Я согласен, что мне вовсе не следовало касаться этих мелочей и второстепенных подробностей. Им не место в книге, они, наверно, покажутся читателю пошловатыми, и он посетует на меня за докуку. Пусть он по крайней мере зачтет мне то, что я опускаю добрую сотню других таких же, которые тоже словно запали мне в душу, душу отзывчивого человеколюба, и которые из-за несчастья, ими уготованного, уже никогда не изгладятся из моей памяти. Назревание катастрофы, прошедшей, правда, на фоне мировых событий весьма незаметно, я наблюдал годами, ни с кем не делясь своими открытиями и заботами. Только с Адрианом я в самом начале поговорил об этом в Пфейферинге, хотя вообще-то я не очень любил и даже побаивался говорить с ним, жившим в монашеском отдалении от любовных историй, о светских происшествиях такого рода. И все-таки я это сделал, я рассказал ему невзначай, что Инеса Родде, хоть и собирается обручиться с Инститорисом, но, по моим наблюдениям, безнадежно и смертельно влюблена в Руди Швердтфегера.

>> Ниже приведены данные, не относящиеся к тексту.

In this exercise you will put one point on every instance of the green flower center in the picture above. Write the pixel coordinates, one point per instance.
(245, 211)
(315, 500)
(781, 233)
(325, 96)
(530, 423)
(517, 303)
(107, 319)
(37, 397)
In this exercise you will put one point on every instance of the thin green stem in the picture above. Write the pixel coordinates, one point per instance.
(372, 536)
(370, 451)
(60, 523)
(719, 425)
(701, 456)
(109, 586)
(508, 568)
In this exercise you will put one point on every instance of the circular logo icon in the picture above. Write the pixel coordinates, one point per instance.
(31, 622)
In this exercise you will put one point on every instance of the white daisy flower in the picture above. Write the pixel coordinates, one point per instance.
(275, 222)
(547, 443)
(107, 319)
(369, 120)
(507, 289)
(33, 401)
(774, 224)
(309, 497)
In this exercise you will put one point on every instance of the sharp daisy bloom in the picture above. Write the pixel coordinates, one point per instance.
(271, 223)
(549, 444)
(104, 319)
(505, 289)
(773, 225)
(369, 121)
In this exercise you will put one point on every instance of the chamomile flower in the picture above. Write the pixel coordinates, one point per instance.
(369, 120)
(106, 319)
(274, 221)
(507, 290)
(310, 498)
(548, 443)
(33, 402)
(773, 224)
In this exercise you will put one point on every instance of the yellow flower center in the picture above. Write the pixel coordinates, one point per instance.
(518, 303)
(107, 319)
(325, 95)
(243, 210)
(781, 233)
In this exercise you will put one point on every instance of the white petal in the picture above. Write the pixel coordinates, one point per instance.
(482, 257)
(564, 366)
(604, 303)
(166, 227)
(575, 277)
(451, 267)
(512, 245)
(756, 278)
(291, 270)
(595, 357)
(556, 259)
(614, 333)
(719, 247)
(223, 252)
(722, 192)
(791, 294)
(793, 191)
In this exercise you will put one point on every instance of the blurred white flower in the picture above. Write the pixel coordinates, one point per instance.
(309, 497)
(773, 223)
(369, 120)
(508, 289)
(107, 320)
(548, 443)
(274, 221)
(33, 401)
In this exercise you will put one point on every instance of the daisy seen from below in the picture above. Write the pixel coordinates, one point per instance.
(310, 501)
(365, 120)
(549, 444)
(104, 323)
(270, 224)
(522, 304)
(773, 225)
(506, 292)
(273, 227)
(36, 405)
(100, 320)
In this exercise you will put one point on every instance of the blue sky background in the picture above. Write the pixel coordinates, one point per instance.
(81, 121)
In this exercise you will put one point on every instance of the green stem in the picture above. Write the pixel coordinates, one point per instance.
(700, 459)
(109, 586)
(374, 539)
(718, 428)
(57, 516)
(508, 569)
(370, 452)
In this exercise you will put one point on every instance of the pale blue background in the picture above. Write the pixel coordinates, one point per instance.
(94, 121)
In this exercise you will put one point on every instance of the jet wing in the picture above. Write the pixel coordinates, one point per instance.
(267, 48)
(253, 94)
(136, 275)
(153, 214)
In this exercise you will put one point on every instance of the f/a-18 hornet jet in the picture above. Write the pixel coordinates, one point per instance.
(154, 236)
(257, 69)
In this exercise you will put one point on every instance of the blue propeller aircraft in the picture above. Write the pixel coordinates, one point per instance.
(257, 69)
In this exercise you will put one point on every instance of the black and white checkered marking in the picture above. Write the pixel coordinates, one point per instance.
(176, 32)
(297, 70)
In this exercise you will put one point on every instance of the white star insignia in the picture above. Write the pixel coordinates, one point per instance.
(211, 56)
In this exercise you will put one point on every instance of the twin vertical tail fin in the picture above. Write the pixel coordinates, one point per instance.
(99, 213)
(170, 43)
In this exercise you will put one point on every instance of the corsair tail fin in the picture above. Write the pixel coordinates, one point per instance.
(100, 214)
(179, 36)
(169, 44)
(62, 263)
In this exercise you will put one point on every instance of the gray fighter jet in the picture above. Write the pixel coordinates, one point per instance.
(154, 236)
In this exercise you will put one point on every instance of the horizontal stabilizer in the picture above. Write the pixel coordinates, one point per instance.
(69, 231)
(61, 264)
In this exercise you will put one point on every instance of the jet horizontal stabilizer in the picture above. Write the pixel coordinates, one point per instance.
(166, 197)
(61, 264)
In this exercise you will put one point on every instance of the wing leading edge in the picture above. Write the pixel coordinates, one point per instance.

Мы сидели в игуменском покое и играли в шахматы.
— Вот так новости! — сказал он. — Ты, кажется, хочешь, чтобы я сделал неверный ход и потерял ладью?
Он усмехнулся, покачал головой и прибавил:
— Бедняга!
Затем, обдумывая ход, с паузой между фразами:
— А ведь для него это дело нешуточное. Дай бог ему дешево отделаться.
XXX
Первые горячие августовские дни 1914 года прошли у меня в пересадках с одного битком набитого поезда на другой, в ожидании на кишевших людьми вокзалах с перронами, загроможденными брошенным багажом, в неистовой гонке из Фрейзинга в Тюрингию, в Наумбург, где я, как младший вахмистр запаса, должен был немедленно явиться в свою часть.